After nearly 10 years since their last album, The Ordinary Boys are back - and they’re taking things back to basics. With the original ‘Over the Counter Culture’ trio plus Spectrals’ Louis Jones on guitar (he and Preston met stage-diving at a Cribs show and decided to work together, as you do) their fourth, self-titled album ditches the progression of their last two LPs and steps back to the happy-go-lucky punk influences of their inception.
With Preston naming this album an homage to the kind of punk and hardcore music that inspired him and Jones to pick up guitars in the first place, it’s surprising how little heart exists amongst a collection of tracks that feel like they’re going through the motions.

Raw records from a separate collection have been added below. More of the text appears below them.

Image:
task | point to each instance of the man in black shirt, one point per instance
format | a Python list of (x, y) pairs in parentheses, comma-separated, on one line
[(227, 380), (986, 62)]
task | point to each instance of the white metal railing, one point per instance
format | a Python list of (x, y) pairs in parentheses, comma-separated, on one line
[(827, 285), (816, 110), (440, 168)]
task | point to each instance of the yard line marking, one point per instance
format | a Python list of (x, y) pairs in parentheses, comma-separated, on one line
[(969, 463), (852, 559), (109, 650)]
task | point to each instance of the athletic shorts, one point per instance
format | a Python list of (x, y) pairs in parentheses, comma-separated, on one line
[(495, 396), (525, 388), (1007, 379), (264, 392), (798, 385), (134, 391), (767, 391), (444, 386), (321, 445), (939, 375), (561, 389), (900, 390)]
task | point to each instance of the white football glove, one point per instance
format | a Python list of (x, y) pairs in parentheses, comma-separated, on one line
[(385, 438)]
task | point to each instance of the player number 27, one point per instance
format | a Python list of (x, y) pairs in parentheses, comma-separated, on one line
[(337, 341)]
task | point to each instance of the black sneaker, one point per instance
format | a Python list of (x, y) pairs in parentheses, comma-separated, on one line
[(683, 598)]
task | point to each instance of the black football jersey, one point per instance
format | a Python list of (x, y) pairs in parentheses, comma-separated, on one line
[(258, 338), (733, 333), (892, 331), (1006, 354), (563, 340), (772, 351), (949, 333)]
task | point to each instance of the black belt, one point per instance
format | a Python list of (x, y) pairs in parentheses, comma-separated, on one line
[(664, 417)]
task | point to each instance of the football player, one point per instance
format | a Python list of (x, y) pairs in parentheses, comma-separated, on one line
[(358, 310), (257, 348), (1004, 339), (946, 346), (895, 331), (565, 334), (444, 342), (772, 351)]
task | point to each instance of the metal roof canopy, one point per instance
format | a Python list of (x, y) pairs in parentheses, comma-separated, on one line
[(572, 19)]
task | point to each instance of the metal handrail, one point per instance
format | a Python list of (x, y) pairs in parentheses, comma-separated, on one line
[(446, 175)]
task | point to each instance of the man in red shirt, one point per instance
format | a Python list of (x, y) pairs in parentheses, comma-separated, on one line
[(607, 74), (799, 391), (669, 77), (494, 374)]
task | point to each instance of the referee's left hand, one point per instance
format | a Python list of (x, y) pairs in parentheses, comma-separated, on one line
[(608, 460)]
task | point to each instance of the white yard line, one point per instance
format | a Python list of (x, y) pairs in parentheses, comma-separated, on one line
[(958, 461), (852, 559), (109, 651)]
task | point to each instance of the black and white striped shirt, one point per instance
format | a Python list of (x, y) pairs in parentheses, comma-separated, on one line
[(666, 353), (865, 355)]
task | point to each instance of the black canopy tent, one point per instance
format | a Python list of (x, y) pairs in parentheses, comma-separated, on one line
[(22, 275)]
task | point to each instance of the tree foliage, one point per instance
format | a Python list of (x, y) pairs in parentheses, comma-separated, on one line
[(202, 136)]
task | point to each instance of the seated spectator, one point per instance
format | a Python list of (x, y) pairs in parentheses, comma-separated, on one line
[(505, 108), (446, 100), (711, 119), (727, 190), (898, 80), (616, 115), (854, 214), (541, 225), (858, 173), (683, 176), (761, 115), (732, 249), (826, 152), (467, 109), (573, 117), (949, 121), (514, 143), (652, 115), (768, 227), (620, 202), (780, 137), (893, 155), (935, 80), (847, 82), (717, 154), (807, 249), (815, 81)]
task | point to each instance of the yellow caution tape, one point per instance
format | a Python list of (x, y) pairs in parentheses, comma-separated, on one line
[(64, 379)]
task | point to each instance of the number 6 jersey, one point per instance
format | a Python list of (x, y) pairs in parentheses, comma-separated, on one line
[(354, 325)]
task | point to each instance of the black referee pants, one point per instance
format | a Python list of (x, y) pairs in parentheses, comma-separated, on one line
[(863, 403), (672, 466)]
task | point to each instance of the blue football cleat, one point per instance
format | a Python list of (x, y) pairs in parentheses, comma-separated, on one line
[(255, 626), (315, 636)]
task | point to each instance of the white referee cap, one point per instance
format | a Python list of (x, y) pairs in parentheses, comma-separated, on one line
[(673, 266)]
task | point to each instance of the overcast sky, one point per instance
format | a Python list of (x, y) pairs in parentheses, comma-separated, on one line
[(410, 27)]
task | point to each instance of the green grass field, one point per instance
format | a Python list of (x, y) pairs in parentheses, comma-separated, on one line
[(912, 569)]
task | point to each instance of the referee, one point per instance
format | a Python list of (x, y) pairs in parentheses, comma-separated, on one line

Opener ‘About Tonight’, combined with ‘Awkward’, both feel fleetingly classic and deliberate, the simple guitar licks and catchy vocals for a brief instant capturing what The Ordinary Boys hoped to bring with them in their return to the limelight. It’s not long before the energy quickly ebbs away, falling flat for the remainder. This fourth outing feels overly confident in recapturing the sound The Ordinary Boys built themselves on. Guitar parts quickly become dull and repetitive while the vocals fall into simple, unimaginative rhyming structures both predictable and impersonal.
Let’s be honest, nobody is expecting any great depth or intricacy from Preston and co., rather the kind of good-time bangers that have afforded them success in the past. There are smatterings of this throughout, though no single track ever quite gets there; ‘I’m Leaving You’ races along, while ‘Losing My Cool’’s big chorus and pitchy riffs close in on the pop-punk sound The Ordinary Boys are after. However, every time this album finds its groove, a song like ‘Panic Attack’ comes along and scatters the clues. It’s by the numbers sing-song blandness cutting through any sense of fun in a heartbeat, bringing things crashing back down to earth.
This is an album that feels like it’s been written with a sense of ‘Yeah we know how to do this, shouldn’t be a problem’. The times when The Ordinary Boys actually do know what they’re doing and start to head in the right direction are broken up by tracks that feel like they’ve been chucked together lethargically and arrogantly, following old patterns without any real coherent line of thought. It’s clear what this self-titled LP is supposed to be, but it’s a record that ultimately struggles to be anything but bland, it’s all just a bit too ordinary, boys.